Syriza officials say the rehirings are within an allowance of 15,000 public-sector hirings agreed with creditors for this year. Greece’s opposition conservatives say the government is squandering opportunities to upgrade the civil service.
“The high number of civil servants should be replaced with a better level of staff, in areas where there is a real need, like in hospitals and other crucial state sectors,” said Costas Karagounis, a lawmaker for the conservative New Democracy party, which governed Greece until its election defeat to Syriza in January.
But the rehirings, especially those of the cleaners, are a popularity boost for Prime Minister Alexis Tsipras. On Monday the government told the cleaners they would be hired for an eight-hour working day, longer than their previous four-hours-a-day contracts.

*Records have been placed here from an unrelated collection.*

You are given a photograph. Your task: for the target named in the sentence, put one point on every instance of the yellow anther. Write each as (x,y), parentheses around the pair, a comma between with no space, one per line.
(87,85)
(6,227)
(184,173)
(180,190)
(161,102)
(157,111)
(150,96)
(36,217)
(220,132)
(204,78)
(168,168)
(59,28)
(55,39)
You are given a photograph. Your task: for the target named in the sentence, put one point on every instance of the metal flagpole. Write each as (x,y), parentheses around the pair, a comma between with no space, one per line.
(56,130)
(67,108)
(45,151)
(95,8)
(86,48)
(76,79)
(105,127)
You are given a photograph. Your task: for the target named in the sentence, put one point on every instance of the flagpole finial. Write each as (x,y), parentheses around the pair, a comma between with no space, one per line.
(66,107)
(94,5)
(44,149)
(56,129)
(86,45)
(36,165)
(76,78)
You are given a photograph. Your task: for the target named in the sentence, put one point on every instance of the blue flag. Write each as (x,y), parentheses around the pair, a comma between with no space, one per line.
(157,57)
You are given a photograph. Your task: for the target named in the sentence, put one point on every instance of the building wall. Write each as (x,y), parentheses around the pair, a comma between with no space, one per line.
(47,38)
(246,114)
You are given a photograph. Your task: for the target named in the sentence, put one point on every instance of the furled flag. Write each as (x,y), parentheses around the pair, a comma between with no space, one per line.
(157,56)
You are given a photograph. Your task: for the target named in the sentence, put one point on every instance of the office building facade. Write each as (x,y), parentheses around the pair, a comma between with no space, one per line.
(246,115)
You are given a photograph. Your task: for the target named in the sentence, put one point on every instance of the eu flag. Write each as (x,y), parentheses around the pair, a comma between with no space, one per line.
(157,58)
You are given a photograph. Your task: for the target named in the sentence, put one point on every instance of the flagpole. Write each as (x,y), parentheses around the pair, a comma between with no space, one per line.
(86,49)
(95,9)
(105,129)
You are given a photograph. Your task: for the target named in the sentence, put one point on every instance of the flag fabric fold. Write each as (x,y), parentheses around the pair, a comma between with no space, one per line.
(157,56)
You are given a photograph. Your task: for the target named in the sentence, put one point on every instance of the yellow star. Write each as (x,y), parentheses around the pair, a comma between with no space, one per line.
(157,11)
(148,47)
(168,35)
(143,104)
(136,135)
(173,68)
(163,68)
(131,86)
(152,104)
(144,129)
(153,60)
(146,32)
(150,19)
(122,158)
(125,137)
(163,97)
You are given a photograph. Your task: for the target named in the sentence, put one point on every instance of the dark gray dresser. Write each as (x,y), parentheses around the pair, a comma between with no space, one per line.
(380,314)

“I believe that Mr. Tsipras wants justice. He is a simple person who reaches out to the worker,” said Mandalena Trianti, a 52-year-old cleaner who voted for Syriza in January’s elections. She says she will now return to her previous job: cleaning the offices of a police financial-crimes unit.
Not all Greeks support the government’s help for the laid-off public workers. With the country’s army of unemployed numbering some 1.2 million—about a quarter of the workforce—some see Syriza as unfairly helping a select few government workers, while those who lost their jobs in the private sector face a worsening economy.
“It is the same thing we have seen in the past: The government is taking care of some people while ignoring others,” said Theodoris Lambrou, a 50- year-old restaurant owner. The privately contracted cleaning ladies who have been cleaning Finance Ministry buildings will now be out of work, he points out. “Who will take care of them?” he said.